Earth and Water Chapter One Closer Print

Now we were closer yet, faces set in stonelike concentration, involuntarily leaning forward, all eyes fixed upon the enemy.  I could clearly make out the swarms of marines on the Persian decks, even down to the bows that stood ready to draw.  Then, just as the enemy abruptly picked up speed, charging forward, eagerly surging to contact, Miretus and a host of voices in our own fleet roared the command.

 

"Form station!" they yelled. "Hold water!  Back larboard side!"

 

At once the ship slowed to a halt, the oars on both sides flailing in the water.  Those on my right stopped, pushing against the momentum of the hull, while on my left three banks of rowers strained to back, rather than row.  In an instant, we were pointing at an angle to the enemy attack.  Those ships to either side of us had done the same.  In fact, the entire fleet had duplicated our maneuver, forming a circle in the middle of the bay with prows pointing outward, sterns inward towards the second row, which had done the same.
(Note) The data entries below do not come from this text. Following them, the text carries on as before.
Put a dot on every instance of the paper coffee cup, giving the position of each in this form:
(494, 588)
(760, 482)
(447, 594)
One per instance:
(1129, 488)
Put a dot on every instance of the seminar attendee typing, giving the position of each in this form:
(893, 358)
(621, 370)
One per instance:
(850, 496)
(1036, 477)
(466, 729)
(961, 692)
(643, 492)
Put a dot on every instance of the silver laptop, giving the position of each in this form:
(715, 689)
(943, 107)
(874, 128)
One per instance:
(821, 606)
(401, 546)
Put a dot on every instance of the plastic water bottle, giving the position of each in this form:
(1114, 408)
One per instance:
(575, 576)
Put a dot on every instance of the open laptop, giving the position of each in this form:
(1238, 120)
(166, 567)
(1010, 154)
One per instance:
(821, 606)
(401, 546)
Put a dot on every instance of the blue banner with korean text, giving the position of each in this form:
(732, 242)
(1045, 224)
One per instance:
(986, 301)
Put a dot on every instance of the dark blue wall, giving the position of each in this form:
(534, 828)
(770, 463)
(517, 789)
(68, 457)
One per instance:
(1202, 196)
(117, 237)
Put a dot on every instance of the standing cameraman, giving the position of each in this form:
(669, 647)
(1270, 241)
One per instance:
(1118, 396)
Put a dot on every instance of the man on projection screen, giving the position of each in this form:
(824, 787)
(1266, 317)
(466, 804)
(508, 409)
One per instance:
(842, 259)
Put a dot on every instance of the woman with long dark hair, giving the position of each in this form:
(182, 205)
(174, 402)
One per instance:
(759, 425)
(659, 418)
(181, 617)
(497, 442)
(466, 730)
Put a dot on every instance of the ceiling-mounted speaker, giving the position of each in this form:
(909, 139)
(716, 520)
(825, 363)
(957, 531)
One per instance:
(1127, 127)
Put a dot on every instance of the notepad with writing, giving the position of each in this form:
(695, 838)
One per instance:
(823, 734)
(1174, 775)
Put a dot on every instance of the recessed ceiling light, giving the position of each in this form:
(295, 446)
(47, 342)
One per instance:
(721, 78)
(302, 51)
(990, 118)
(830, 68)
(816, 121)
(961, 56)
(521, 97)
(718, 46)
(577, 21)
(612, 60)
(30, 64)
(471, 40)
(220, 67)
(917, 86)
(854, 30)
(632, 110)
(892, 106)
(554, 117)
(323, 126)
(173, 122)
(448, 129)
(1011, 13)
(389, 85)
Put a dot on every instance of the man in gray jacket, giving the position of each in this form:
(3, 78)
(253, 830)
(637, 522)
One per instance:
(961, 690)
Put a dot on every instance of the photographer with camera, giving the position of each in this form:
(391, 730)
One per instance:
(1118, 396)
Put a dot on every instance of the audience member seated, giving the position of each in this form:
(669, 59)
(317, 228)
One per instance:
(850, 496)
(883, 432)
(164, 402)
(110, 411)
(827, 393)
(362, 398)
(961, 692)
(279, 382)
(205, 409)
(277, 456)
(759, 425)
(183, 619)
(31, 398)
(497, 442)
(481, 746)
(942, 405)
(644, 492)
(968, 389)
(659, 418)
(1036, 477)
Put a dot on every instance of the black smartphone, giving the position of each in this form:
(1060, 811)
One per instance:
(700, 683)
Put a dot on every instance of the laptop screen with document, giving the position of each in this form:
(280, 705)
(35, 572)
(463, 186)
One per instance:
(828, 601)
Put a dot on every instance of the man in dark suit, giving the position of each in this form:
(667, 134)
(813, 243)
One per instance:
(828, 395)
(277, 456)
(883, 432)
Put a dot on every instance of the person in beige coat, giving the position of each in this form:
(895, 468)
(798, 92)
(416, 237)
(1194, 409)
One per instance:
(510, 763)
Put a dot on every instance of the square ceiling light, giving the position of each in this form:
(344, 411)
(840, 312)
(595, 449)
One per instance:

It was an amazing feat in the face of a full-blown enemy attack, and we executed it with nary a nicked blade or battered hull.

 

The Persians stopped in confusion, sweeping around the edges of the circle, now certainly overlapping us and more.  We sat in place, gazing outward, surprised ourselves but watching eagerly as the Phoenicians, Ionians, and Egyptians swarmed around us like sharks, unable to crack the circle and seeing no exposed sides while they cruised by and exposed their own soft underbellies.  I could hear them shout over the surface of the sea, their frustrated insults falling, for the most part, on deaf ears.

 

"Cowards!" they said.  "Come out and fight!  What are you afraid of?"

 

I could understand their insults only because of Hippocrotes.  He had taught me the Persian tongue as we grew, roaming over the hills of Attica or spending long afternoons perched above the assembly that met on the Pnyx.  He had moved from the east when he was young, he said, and had learned the language from his parents.  He'd been amused by my interest in Persian but more than happy to be my "little pedagogue."

 

Close up, I could see that what everyone said about the barbarian ships were true.  They were slightly smaller than our own, but quicker.  They knifed through the water elegantly, not like our own solid but unspectacular hulls, and their decks held what seemed to be almost twice our number of marines and archers.  Occasionally, I was reminded of this as an arrow would thwack against the hull or slice menacingly into the water to the taunts of the enemy erupting in frustrated action, but for the most part, they held their fire.  On our side, I gazed upon the spectacle with awe, my stomach knotted as I waited for the next move.  What did the fleet commanders have in mind?  Were we to sit here until nightfall and let the invader parade past our bows?  I felt as if I were standing on the stone balbis, the starting blocks at the Panathenaic games, with my toes curled around the cool rock and my frame leaning forward expectantly for the starter's command, ready to explode off the line and race the 600 feet of the stadion.

 

As if in answer to my unspoken question, Miretus once more roared his commands. "Full speed!" he shouted.  "Crew to attack positions!"